Weight is the weight of the controlnet "influence". It's analogous to prompt attention/emphasis. E.g. (myprompt: 1.2). Technically, it's the factor by which to multiply the ControlNet outputs before merging them with original SD Unet.

Guidance Start/End is the percentage of total steps the controlnet applies (guidance strength = guidance end). It's analogous to prompt editing/shifting. E.g. \[myprompt::0.8\] (It applies from the beginning until 80% of total steps)

### API/Script Access

This extension can accept txt2img or img2img tasks via API or external extension call.

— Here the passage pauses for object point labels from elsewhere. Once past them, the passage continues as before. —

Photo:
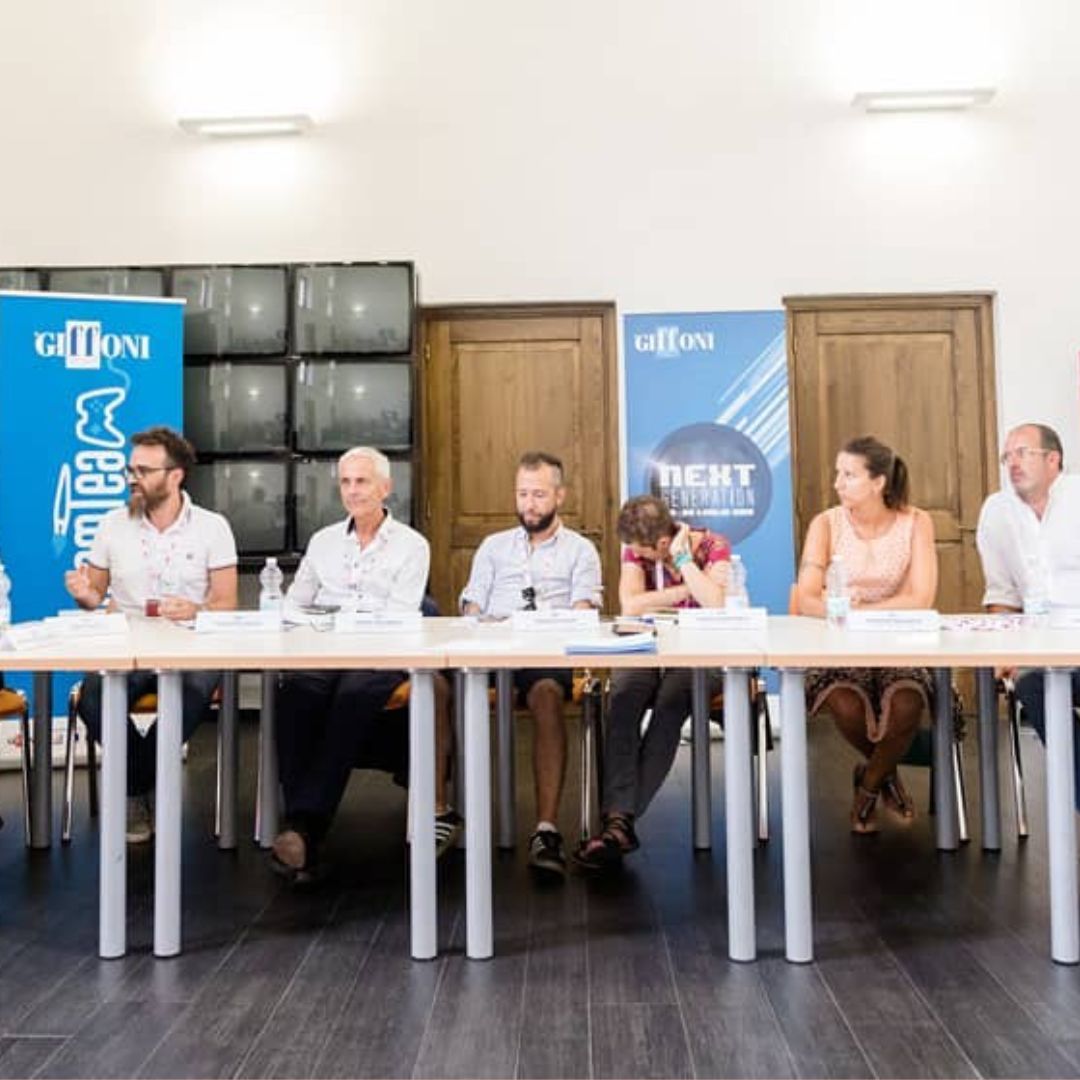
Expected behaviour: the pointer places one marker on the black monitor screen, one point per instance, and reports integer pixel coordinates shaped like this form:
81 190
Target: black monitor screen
352 403
251 495
235 406
232 310
108 282
27 280
319 503
353 309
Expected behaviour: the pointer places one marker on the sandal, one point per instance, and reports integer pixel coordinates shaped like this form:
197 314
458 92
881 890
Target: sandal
895 798
293 856
864 806
605 850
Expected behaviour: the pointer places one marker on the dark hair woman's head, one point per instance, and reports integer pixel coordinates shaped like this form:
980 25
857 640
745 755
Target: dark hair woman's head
646 520
881 460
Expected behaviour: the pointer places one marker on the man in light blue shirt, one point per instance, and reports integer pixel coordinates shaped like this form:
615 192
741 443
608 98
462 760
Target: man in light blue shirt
541 564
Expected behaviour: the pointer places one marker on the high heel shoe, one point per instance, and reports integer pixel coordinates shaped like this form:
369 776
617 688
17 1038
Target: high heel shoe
864 806
894 797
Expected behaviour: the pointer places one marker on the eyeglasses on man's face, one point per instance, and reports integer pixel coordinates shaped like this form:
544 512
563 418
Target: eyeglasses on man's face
1020 454
140 472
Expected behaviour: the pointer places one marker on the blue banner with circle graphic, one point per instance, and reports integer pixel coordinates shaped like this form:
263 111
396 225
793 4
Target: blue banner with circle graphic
707 430
78 377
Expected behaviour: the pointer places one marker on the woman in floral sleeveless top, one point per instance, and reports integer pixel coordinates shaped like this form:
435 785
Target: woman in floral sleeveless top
664 565
887 547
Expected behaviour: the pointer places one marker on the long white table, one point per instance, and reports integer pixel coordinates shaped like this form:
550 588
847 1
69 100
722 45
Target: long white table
788 644
795 644
171 650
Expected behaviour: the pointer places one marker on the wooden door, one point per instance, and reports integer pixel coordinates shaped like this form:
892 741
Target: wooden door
917 372
499 381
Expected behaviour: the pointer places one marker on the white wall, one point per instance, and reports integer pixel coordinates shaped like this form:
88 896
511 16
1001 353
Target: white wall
683 156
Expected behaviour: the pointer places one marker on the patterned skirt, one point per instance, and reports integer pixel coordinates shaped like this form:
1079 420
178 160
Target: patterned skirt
875 686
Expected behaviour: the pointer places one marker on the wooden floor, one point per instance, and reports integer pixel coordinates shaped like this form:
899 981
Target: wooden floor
927 964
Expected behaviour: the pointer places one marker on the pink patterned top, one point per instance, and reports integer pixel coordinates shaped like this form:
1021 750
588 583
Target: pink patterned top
876 568
712 548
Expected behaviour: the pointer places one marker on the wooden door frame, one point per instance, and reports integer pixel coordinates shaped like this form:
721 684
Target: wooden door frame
605 310
981 302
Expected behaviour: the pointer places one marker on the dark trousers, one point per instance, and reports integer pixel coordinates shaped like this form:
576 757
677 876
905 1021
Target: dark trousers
1029 689
635 766
327 724
198 687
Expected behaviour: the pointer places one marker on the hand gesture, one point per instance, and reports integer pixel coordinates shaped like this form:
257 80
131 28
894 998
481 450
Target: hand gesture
177 608
680 542
78 584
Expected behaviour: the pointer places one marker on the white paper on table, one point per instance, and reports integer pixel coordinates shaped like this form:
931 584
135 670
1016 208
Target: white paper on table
69 624
894 621
555 619
741 619
377 622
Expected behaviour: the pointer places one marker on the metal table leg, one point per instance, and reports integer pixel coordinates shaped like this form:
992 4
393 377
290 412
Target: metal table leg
795 797
167 817
421 793
113 846
738 790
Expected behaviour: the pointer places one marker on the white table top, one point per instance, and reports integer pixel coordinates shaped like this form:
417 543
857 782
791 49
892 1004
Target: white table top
800 642
788 642
165 646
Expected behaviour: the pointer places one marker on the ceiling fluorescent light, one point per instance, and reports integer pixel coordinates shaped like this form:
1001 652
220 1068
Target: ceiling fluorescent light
240 126
921 100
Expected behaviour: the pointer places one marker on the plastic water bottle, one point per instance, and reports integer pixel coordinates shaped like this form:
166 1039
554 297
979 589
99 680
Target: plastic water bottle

Note that you may need to enable `Allow other scripts to control this extension` in settings for external calls.

To use the API: start WebUI with argument `--api` and go to `http://webui-address/docs` for documents or checkout [examples](https://github.com/Mikubill/sd-webui-controlnet/blob/main/example/api_txt2img.ipynb).

To use external call: Checkout [Wiki](https://github.com/Mikubill/sd-webui-controlnet/wiki/API)

### MacOS Support

Tested with pytorch nightly: https://github.com/Mikubill/sd-webui-controlnet/pull/143#issuecomment-1435058285

To use this extension with mps and normal pytorch, currently you may need to start WebUI with `--no-half`.